At first glance, one can assume that design management focuses on teaching managers how to design or rather teaching designers how to manage and, though I have a secret desire for designers to rule the world, the discipline of design management goes far beyond the simple combination of these two subjects.

Regarding design management, the subject under discussion is the acknowledgement of design as a method. This happens because, has I am sure all designers will agree, to be a designer is a way of life, questioning every detail in a premise of never-ending insatisfaction. Unlike managers, who focus on aswering the question, the designers, whenever possible, question the question itself, not because they are stubborn but because they are persistent in believing they can do more and better.

The designer is alert to the different fields of intervention of the organisations  be it addressing the definition of a corporate identity, the development of products and/or services or even environments, but most importantly taking under consideration that to each field of intervention is attributed a pragmatic dimension (regarding it’s function), a syntactic dimension (regarding it’s structure) and a semantic dimension (regarding it’s meaning).

In that sense, if these fields of intervention are, unequivocally, the same fields of intervention of design, we are now discussing an holistic approach to design, which will be reflected at an operational, tactical and strategic level.

Even more so, design’s very own methodology, design thinking, embraces the need of the user/consumer without questioning the person but rather recognising the meaning of the performed interaction, which is clearly an adaptable approach to any kind of activity or discipline.

It just so happens that, usually, the designer’s starting point is a briefing.
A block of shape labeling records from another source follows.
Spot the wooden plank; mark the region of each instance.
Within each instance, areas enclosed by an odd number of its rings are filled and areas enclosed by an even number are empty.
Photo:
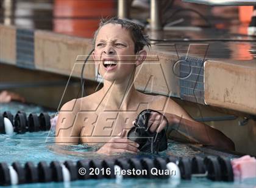
[[[206,104],[256,115],[256,64],[251,61],[207,61]]]
[[[0,24],[0,61],[16,64],[16,29]]]

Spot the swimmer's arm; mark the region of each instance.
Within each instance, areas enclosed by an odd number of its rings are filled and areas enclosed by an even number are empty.
[[[59,113],[55,129],[55,144],[77,144],[80,137],[80,127],[76,123],[76,113],[73,107],[75,100],[63,106]]]
[[[175,103],[175,102],[174,102]],[[172,104],[172,106],[174,104]],[[191,142],[212,146],[227,150],[235,150],[233,141],[219,130],[204,123],[194,121],[177,104],[175,104],[176,115],[165,113],[171,130],[177,131]]]

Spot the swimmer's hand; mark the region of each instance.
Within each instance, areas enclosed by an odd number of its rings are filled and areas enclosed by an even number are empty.
[[[149,130],[152,133],[155,132],[159,133],[168,126],[168,122],[163,115],[156,112],[151,112],[151,113],[148,123],[148,127],[149,127]]]
[[[124,152],[136,154],[139,152],[138,149],[139,144],[125,138],[126,134],[126,130],[124,130],[120,134],[120,136],[112,138],[108,143],[103,145],[96,153],[107,155]]]

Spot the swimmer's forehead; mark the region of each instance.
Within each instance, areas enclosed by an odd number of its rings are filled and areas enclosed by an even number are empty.
[[[113,41],[119,40],[127,42],[130,45],[134,45],[132,35],[128,30],[122,28],[122,25],[120,24],[111,23],[102,26],[96,38],[96,42],[101,41]]]

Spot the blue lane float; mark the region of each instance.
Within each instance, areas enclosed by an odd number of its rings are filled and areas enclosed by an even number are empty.
[[[13,132],[24,133],[47,131],[51,129],[51,118],[47,113],[41,113],[39,116],[30,113],[27,116],[24,112],[18,111],[13,118],[10,112],[0,114],[0,133],[12,135]]]

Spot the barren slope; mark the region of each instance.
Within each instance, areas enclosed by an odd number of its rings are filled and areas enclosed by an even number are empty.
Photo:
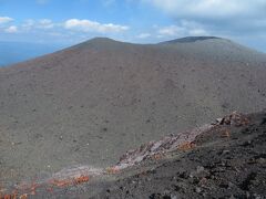
[[[0,69],[0,180],[103,167],[163,135],[260,111],[265,76],[265,54],[222,39],[94,39]]]

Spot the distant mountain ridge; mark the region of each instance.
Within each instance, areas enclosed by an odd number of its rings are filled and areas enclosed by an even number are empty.
[[[63,45],[0,41],[0,66],[52,53],[62,48]]]
[[[222,40],[222,38],[217,38],[217,36],[186,36],[186,38],[181,38],[181,39],[175,39],[175,40],[161,42],[160,44],[165,44],[165,43],[191,43],[191,42],[204,41],[204,40]]]
[[[265,54],[224,39],[131,44],[99,38],[1,67],[4,179],[110,166],[150,140],[233,111],[259,112],[265,76]]]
And I am sure that many others such as myself, have faced incomplete briefings or even too narrowed, sometimes reaching the point-of-no-return, which is when they actually send you the picture or headline to use. This is an example that design is not made only by designers. =) Angela Dumas and Peter Gorb, pioneers in teaching design to managers, refer to it as silent-design, covering all design decisions made by non-designers. This is the reality. But it is not a reality to fight against. It is a reality that should be embraced.
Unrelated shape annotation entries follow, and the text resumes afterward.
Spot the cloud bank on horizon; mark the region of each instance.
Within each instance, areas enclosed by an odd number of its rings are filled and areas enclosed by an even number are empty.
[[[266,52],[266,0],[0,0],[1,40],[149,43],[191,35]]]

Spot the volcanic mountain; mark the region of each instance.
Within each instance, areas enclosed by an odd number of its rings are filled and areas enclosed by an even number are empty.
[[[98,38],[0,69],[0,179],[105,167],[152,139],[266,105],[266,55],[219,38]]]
If design intervenes in the different fields of intervention of the organizations, it has to be aknowledged as strategic tool, as far as I’m concerned, extremely powerful. And this is where design management will come through, by integrating the interdisciplinary nature of design within the organizations, starting from the strategic level (top management), through the tactical level (middle management) until the operational level (low management).

As João Branco would say, we have to be realistic and demand the impossible because everything that seems distant may, in fact, be right in front of us. I believe design is the driving force of the XXI century and that, through an holistic and ecologically sustainable management, we can create a better world, everyday.